Minister for Labour, Public Service Reform, Social Partnership, Entrepreneurship and Small Business Development
- Incumbent
- Assumed office 13 November 2022
- Prime Minister: Roosevelt Skerrit

Minister for Planning and Economic Development
- In office 10 April 2018 – 16 December 2019
- Prime Minister: Roosevelt Skerrit
- Preceded by: John Collin McIntyre

Minister for Public Works and Ports
- In office 7 March 2016 – 10 April 2018
- Prime Minister: Roosevelt Skerrit
- Preceded by: Ian Pinard
- Succeeded by: John Colin McIntyre

Personal details
- Party: Dominica Labour Party

= Miriam Blanchard =

Dominican Labour Party politician

Miriam Blanchard is a Dominican Labour Party politician who is Parliamentary representative for the Roseau North constituency and is a Minister in the Cabinet of Dominica since 2016.

== Biography ==
From 8 March 2016, Blanchard was appointed as Minister for Public Works and Ports. In post, she approved over 500 Dominican infrastructure projects to rebuild following the impact of Tropical Storm Erika.

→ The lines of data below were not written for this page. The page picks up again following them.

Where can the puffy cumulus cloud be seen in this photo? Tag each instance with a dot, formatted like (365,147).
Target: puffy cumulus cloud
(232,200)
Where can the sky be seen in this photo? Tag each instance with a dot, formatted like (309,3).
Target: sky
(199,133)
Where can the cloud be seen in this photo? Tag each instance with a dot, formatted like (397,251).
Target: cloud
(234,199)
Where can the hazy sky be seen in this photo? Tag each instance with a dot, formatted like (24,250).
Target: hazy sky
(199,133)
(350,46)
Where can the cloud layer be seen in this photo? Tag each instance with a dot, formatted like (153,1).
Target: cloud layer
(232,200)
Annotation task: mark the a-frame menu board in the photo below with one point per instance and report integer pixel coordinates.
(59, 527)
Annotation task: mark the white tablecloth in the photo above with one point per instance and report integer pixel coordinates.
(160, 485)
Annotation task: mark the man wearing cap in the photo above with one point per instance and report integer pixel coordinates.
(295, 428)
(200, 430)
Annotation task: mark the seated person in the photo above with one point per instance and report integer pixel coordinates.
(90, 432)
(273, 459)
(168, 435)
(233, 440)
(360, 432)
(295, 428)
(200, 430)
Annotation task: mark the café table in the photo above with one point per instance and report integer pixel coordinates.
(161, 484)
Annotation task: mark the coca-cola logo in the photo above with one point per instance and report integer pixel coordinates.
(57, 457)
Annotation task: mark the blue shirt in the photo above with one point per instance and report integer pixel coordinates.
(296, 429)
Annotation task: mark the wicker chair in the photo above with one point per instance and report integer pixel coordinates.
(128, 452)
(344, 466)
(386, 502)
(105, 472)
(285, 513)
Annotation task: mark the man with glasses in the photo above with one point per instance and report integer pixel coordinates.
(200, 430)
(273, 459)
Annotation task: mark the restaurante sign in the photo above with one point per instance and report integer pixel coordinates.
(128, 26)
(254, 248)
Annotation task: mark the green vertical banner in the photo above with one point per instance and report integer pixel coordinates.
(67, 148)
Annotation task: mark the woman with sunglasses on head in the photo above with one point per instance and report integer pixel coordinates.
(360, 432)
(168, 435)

In 2018, Blanchard was "caretaker" of the Roseau North Constituency and served as Minister for Planning and Economic Development.

On 23 November 2022, Blanchard was launched by Roosevelt Skerrit as Dominica Labour Party Parliamentary candidate for the Roseau North Constituency in the 2022 Dominican general election. She won the seat, has worked on job creation, and has secured funding from the Kingdom of Saudi Arabia to fund the Roseau Enhancement Project, which includes the Goodwill Secondary School (GSS) and five primary schools.

Blanchard was appointed as Minister for Labour, Public Service Reform, Social Partnership, Entrepreneurship and Small Business Development on 13 November 2022. She attended the Annual General Meeting of the Dominica Council on Aging (DCOA) in 2023 and the 40th Annual General Meeting of the Dominica Association of Persons with Disabilities (DAPD) in 2024.

In June 2024, Blanchard signed a Citizenship Deprivation Order, revoking the Dominican citizenship of 68 people who had gained their citizenship through "fraud."

In August 2025, Blanchard sought medical treatment outside of Dominica.